Because that’s what Christ is. Christ, the divine incarnate, is the God made real to us by getting closer to us. By taking on a human body, talking with people—with women, children, lepers, with criminals, and even the imperial occupiers. By experiencing anger, love, exhaustion, and even grief at the loss of a friend. By sharing the experience of working really hard at something and feeling like no one is listening to you and you haven’t really accomplished anything. And, ultimately, by being stripped, publicly humiliated, beaten, and left for dead. Christ is God, our neighbor, whose love for us is so great that it moved God to see those in the gutter and cross over to help. And, in so doing, provided us with the moral example, and the clarification that to fulfill the ancient commandment to love God with all of our heart and soul is to love your neighbor, and to love your neighbor requires you to go and be a neighbor. It requires us to get in closer, to build relationships. Because “neighbor” isn’t just defined by proximity. But it’s not, not defined by proximity either. It’s about standing with.
I would be remiss this morning if I did not mention Rochester Pride, which, as I mentioned in the announcements, is coming up this Saturday. As an aside, could someone explain to me after the service why Rochester Pride is in July and not June? Was there just a scheduling conflict with the entire month of June or is there some local history I’m not keyed into? I’d really appreciate that. While today Pride is largely seen as a celebration of community and identity, it has always been an act of neighborliness. It is an act of solidarity within the queer and trans communities, and also between allies and members of the community. It’s an organized way of showing up for those who have been and are currently being beaten, humiliated, and left lying in the gutter—whether by their family situations or by social and political violence. It’s a way for those who are queer, and especially those who are not, to break their stride and get down in the gutter. It’s a way for us to get closer, and to act a little more like neighbors.

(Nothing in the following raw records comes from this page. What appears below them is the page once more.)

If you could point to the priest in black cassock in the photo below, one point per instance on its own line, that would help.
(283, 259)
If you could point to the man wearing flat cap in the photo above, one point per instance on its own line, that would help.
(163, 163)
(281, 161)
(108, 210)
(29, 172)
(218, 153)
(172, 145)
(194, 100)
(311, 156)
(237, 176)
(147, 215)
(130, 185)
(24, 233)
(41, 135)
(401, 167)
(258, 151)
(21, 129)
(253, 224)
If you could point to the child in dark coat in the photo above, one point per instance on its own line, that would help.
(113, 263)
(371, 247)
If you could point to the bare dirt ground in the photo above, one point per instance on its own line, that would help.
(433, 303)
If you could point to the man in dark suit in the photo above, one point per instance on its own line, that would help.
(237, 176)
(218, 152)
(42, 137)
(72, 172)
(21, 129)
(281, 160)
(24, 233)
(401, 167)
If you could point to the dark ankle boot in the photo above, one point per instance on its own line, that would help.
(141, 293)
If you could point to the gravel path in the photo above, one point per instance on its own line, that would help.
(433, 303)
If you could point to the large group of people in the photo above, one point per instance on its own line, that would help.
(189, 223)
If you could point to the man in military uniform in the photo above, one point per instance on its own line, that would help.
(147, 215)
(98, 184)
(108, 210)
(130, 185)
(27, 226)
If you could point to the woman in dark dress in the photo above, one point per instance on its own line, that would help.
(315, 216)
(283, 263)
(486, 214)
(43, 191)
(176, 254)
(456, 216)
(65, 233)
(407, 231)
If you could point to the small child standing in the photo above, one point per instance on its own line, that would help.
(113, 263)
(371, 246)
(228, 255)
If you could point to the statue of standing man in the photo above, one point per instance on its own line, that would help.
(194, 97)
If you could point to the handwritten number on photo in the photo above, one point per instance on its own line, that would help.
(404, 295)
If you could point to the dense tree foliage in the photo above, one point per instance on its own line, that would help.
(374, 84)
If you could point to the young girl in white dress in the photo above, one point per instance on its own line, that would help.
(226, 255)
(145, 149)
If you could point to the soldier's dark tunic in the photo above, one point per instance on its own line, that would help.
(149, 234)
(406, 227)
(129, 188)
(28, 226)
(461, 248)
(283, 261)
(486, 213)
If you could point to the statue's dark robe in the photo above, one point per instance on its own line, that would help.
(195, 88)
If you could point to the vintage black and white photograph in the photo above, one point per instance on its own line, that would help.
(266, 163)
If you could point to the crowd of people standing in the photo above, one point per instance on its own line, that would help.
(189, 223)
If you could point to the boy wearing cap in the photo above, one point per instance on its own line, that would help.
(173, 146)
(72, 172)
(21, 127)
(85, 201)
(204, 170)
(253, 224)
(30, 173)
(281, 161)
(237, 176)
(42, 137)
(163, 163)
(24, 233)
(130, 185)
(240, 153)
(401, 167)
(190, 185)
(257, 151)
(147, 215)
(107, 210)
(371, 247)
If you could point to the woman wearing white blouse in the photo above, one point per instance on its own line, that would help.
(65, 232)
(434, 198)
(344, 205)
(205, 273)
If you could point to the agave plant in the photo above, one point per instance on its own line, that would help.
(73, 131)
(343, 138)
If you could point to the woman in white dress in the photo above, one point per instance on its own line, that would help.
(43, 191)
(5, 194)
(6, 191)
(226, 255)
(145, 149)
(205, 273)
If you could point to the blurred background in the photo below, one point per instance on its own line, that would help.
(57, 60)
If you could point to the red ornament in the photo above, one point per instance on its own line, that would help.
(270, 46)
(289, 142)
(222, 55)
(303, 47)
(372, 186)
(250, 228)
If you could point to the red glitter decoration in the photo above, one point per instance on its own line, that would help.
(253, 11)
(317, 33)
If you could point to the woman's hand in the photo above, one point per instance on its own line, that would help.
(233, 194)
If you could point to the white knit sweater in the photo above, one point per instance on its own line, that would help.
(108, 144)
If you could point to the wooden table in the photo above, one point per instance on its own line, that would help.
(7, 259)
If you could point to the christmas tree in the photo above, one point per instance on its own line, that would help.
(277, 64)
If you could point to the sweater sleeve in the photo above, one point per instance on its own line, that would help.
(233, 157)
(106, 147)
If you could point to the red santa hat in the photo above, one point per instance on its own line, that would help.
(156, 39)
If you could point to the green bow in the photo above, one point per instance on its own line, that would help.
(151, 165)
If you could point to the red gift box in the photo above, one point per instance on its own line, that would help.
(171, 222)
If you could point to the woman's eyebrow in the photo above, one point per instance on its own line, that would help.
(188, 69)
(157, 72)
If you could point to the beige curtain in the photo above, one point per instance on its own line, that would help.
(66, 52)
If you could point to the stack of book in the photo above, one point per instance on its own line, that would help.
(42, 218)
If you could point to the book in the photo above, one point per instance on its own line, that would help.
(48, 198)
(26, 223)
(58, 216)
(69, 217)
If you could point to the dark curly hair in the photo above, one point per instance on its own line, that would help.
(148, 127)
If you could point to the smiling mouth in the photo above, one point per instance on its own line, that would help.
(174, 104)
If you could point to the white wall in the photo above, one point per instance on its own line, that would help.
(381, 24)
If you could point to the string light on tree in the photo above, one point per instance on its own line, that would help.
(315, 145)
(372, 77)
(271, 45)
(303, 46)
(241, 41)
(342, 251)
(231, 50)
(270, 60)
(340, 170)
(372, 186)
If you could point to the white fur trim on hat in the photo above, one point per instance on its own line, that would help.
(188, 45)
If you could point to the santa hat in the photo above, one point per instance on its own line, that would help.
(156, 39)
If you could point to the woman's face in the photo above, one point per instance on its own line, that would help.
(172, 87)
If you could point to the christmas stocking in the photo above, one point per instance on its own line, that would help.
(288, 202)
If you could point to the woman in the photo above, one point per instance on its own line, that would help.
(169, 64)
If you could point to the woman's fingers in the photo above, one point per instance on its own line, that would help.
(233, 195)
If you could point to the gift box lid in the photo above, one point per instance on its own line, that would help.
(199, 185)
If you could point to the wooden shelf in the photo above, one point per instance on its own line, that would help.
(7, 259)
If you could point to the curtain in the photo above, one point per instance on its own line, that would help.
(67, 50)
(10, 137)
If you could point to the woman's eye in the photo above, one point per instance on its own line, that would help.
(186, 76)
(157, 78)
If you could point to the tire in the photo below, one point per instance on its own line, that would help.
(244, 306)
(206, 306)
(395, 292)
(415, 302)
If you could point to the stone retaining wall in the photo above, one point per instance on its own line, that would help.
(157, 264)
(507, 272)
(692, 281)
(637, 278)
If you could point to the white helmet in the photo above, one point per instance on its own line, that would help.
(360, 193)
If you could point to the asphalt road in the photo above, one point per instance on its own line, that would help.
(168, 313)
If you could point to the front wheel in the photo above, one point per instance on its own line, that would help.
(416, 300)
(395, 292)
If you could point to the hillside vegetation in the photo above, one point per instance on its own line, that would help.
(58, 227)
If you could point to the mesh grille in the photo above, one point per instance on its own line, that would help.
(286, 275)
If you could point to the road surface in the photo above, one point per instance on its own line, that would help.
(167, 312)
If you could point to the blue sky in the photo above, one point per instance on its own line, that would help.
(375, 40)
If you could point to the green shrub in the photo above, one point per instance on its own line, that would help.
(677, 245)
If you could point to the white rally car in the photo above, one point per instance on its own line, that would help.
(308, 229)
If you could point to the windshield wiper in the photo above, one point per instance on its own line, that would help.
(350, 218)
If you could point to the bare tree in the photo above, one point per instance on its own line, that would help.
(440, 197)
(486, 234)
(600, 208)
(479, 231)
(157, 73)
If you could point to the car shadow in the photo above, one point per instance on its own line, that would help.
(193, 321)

So, how are you going to neighbor this week? How are you going to love your neighbor, to get to know your neighbor? How are you going to build those relationships, not as some salvific figure, but as one seeking true solidarity? Listen to the pestering of William Morgan—visit the incarcerated, the homebound, the orphaned. Connect with refugees and immigrants. Go to Pride! Allow yourself to be impacted by the hurt around you. Get in close, and dig deeper. As Christ has done for us, may we go and do likewise. Amen.